JINSEI STORIES

滞仏日記「パパは変わり者だから、面白いでしょ、と言われた。爆笑問題」 Posted on 2022/10/18 辻 仁成 作家 パリ

某月某日、三四郎は十斗のことを、自分の下に見ている節があり、十斗が来ると、かなり高圧的なちょっかいを出す。
ぼくの方がよく知っているのだから、君はぼくに従ってね、みたいな行動をとるのだ。
靴下を噛んだり、ずぼんをひっぱったり、執拗に追いかけまわして、えらそうにしているのであーる。やれやれ・・・。
夕方、長谷っちがやってきた。しかも、奥さんのコリンヌを連れて・・・。
「ハジメマシテ」
コリンヌは、はきはきした日本語で、挨拶をした。
家の中で着物とか好んで着ている日本贔屓タイプのフランス人・・・。そういう人、けっこう、いるのである。着ている服も、着物の羽織をジャケットにアレンジしたようなものだったり・・・。
「先生、オメニカカレテ、タイヘンコウエイデゴザイマス」
「おおお。日本語上手ですね」
「はい、妻は外語大の出なんですよ。ぼくら学生結婚でして」
長谷川がのろけた。ぎゃあ・・・
なんか、幸せそうなオーラが半端ない。日本のことなら右に出るものがないくらい、日本愛にあふれたコリンヌさんなのであった。
お辞儀をした。楚々としている。
げげ、いるいる・・。でも、長谷っち、幸せそうだ。
そうか、この人、変わり者だけど、いい家庭を持っているんだな、と思ったら、ちょっと長谷川の株が上がった。お子さんはいないようであった。
ぼくらはみんなでメイライの中華レストランへと向かった。

滞仏日記「パパは変わり者だから、面白いでしょ、と言われた。爆笑問題」

※ またまた、三四郎やってくれました。かなり大事なケーブル。これで編集作業は中断中。

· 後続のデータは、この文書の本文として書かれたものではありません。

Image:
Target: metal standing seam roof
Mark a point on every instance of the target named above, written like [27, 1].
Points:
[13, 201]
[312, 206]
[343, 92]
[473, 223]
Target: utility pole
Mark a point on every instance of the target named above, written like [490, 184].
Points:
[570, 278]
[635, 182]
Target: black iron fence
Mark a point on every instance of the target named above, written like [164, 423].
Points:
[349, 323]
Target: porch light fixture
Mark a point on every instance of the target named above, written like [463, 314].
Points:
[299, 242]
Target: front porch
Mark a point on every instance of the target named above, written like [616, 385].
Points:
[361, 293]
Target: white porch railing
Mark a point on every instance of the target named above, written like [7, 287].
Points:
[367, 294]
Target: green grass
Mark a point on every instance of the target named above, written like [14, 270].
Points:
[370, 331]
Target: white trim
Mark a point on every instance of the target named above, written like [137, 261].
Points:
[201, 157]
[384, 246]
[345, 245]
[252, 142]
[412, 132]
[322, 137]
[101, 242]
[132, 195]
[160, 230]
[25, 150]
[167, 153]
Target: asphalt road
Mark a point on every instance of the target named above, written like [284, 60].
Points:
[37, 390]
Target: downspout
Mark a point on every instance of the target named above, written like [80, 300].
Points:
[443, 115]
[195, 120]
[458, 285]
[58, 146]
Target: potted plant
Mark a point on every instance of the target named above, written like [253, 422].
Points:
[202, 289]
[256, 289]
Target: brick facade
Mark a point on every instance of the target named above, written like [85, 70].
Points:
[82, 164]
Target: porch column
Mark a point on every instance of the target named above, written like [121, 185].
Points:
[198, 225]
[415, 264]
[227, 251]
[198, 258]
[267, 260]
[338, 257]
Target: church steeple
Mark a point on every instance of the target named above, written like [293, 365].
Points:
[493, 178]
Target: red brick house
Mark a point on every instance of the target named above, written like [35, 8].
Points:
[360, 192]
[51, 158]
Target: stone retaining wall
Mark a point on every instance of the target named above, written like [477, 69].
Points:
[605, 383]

ぼくの好物の海老と蟹の入ったフーヨーを注文した。もちろん、他にもたくさん注文したのだけど、メイライのフーヨーが大好き。白ご飯に載せて、醤油をかけてかっこむ、美味い。(あ、写真撮り忘れました)
「もしも、何かある場合は、わたくしに連絡してね。ぼくがお父さんにかわって、対応するからね。大学のことなら、妻も動けるからね」
長谷川が頼もしい。息子が笑顔になった。長谷川が名刺を息子に渡していた。名刺?

滞仏日記「パパは変わり者だから、面白いでしょ、と言われた。爆笑問題」

※ なんか、長谷っち、写真はNGだそうです。ま、よくわかります。編集部のスタッフさんも皆さん、写真は勘弁してください、とのこと。ぼくのブログに名前が載ると、親戚からなんか言われるのだそうです。・・・。あはは。影響力ということでお許しください。あへ。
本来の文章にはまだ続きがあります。